On 16 March 2017, he moved to the fellow Stockholm-based team Hammarby IF. Martinsson Ngouali signed a three-year deal with the Allsvenskan club. He rejoined his former manager Stefan Billborn and former teammate Pablo Piñones Arce at Hammarby, now both working as assistant managers at said club.
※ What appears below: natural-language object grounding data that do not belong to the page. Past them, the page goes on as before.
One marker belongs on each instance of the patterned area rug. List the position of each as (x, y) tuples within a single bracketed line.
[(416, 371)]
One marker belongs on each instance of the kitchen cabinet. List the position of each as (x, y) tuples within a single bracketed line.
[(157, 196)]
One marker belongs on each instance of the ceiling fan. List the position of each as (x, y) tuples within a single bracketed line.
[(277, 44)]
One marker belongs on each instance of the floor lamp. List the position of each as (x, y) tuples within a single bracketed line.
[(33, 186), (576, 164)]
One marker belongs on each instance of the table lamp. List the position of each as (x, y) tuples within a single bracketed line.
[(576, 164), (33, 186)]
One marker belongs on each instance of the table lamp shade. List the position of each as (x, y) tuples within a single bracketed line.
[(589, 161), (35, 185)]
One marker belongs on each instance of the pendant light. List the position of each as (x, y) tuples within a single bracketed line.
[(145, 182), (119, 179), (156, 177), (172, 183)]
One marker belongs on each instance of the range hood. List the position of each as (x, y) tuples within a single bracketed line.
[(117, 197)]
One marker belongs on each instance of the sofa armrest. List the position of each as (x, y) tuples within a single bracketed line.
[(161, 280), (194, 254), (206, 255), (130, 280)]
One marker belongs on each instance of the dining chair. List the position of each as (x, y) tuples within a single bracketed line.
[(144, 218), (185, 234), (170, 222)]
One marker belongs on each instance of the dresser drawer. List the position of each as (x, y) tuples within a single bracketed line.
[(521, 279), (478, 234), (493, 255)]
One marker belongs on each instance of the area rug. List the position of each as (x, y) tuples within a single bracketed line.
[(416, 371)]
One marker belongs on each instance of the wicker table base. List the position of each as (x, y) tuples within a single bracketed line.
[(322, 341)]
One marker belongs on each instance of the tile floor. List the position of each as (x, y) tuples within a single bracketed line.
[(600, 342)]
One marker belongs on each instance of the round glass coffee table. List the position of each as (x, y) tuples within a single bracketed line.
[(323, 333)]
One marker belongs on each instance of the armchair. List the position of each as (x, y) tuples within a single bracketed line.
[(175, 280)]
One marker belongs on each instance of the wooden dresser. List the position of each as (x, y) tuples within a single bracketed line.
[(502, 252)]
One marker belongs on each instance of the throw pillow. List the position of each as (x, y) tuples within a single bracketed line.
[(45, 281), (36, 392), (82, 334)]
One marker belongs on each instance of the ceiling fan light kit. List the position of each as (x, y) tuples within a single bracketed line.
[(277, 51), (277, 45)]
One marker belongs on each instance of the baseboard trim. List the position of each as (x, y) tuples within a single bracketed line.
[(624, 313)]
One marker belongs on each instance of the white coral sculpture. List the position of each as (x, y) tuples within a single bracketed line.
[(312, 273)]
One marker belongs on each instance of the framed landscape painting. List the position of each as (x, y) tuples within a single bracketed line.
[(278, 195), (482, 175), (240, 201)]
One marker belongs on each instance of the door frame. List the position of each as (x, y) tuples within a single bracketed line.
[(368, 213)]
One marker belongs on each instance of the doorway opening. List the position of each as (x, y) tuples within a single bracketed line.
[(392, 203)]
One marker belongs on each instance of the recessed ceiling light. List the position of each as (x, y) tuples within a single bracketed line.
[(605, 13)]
He made his competitive debut for the club on 3 April, on the first match day of Allsvenskan 2017. Martinsson Ngouali got sent off late in the second half as Hammarby lost 1–2 against IFK Norrköping. He scored his first goal for Hammarby on 7 May in an away fixture against Östersund, netting in a 2–1 loss. Midway through his first season at Hammarby, Junior received much praise from the club's director of football Jesper Jansson, who complimented him as a "real class player" with a strong defensive game and great ability to cover big surfaces on the pitch. On 21 August, in a 3–0 away win against Örebro SK, Martinsson Ngouali attracted a serious thigh injury that kept him out of play for almost two months. He returned to the pitch on 16 October, in a 0–2 away loss against Kalmar FF.

====2018====
On 12 February 2018, Junior extended his contract for another half year, with the new deal running until June 2020. He played 26 league games for Hammarby, scoring once, as the club finished 4th in the table. He suffered a serious cruciate ligament injury in October, in a 2–1 loss against Malmö FF, with an expected return in the summer of 2019. At the end of 2018, Martinsson Ngouali was voted Hammarby Player of the Year by the fans of the club and also featured in the official Allsvenskan Team of the Year.

====2019====
Martinsson Ngouali spent the first half of the 2019 season nursing his serious knee injury. He made his comeback on 15 September in a 6–2 home win against IFK Göteborg. He eventually played 8 games, scoring once, as Hammarby finished 3rd in the table.

====2020====
He had difficulties breaking into the side as a regular in 2020, as the club disappointedly finished 8th in the table. On 9 December, it was announced that Martinsson Ngouali would leave the club at the end of the year, as his contract expired.

===HNK Gorica===
On 15 February 2021, Martinsson Ngouali signed a one-and-a-half-year contract with Prva HNL club HNK Gorica, linking up with Jiloan Hamad, his former teammate from Hammarby.

==International career==
Martinsson Ngouali won 12 caps for the Swedish under-19 national team between 2009 and 2011. On March 24, 2011, he also made a single appearance for the Swedish under-21s in a 1–3 loss against Italy.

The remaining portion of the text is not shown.